D

David Chang

$85M

VS

3x gap

R

Roy Choi

$25M

David Chang's $85M fortune is 3.4x Roy Choi's $25M—not because he cooks better, but because he stopped cooking and started producing.

David Chang's Revenue

Momofuku Restaurants$0
TV & Streaming Production$0
Podcasting (Switched On Pop, etc.)$0
Brand Partnerships & Endorsements$0
Book Sales & Media$0
Investments & Equity Stakes$0

Roy Choi's Revenue

Kogi BBQ & Restaurant Empire$0
Media & Television Deals$0
Cookbooks & Publications$0
Brand Partnerships & Endorsements$0
Speaking Engagements & Consulting$0

The Gap Explained

David Chang cracked the code that most chef-entrepreneurs miss: restaurants are a liability masquerading as prestige. While Roy Choi built Kogi into a legendary $2M first-year food truck, Chang recognized early that his real asset wasn't the food—it was his brand and vision. He systematized Momofuku into a repeatable machine, then pivoted hard into TV production and podcasting where margins are obscene compared to restaurant margins (typically 3-5%). Chang's media deals generate more revenue than his restaurants, which is the inverse of how most chefs think about their empires. Roy stayed married to the romantic notion of the chef-restaurateur; Chang divorced it.

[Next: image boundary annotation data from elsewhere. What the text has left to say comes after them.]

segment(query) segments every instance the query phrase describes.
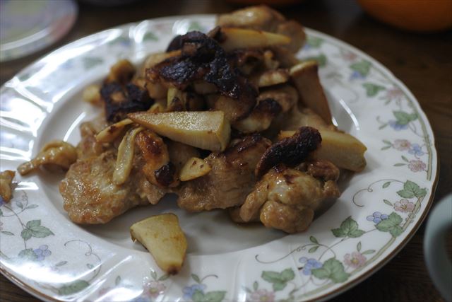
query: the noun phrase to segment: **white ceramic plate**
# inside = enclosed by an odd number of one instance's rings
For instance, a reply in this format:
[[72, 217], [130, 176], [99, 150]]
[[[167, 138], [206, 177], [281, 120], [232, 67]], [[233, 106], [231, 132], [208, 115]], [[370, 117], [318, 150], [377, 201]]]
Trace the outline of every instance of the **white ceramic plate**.
[[[78, 126], [98, 112], [81, 100], [120, 58], [135, 63], [172, 36], [206, 31], [213, 16], [128, 24], [71, 43], [1, 88], [1, 169], [14, 170], [45, 142], [76, 144]], [[303, 233], [241, 227], [222, 211], [187, 214], [174, 198], [134, 209], [103, 226], [71, 222], [62, 175], [16, 177], [0, 207], [1, 272], [45, 300], [280, 301], [326, 298], [362, 281], [408, 242], [431, 205], [437, 171], [432, 129], [412, 93], [380, 64], [312, 30], [302, 58], [320, 64], [339, 127], [368, 148], [367, 167], [341, 183], [340, 198]], [[134, 221], [164, 211], [189, 241], [182, 271], [168, 277], [130, 240]]]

The structural difference comes down to scalability and leverage. Choi's Kogi truck was revolutionary and proved product-market fit at street level, but food trucks and restaurants require physical presence, staff, and constant operational excellence. Chang, by contrast, licensed his brand, developed IP (shows, podcasts, intellectual property around his philosophy), and built equity in production companies and media ventures. A podcast episode costs essentially nothing to produce after the initial setup but reaches millions; a restaurant feeds 200 people a night max. Chang's willingness to be a talking head on screen—to weaponize his personality and opinions—created multiple revenue streams that compound independently of any brick-and-mortar location.

Career timing and deal structure also matter. Chang built Momofuku during the 2000s when high-end restaurant groups were scaling aggressively, then jumped into Netflix, HBO, and podcast networks right as streaming was exploding and platforms were desperate for chef-driven content. His book deals, branded merchandise, and consulting gigs all leverage the same IP once. Choi, meanwhile, built an impressive $25M fortune by being genuinely first to food truck culture and later expanding into brick-and-mortar, but he remained primarily a chef-operator rather than a brand architect. Both are wildly successful by any rational measure—but Chang understood that the celebrity part of chef-celebrity is worth more than the cuisine part.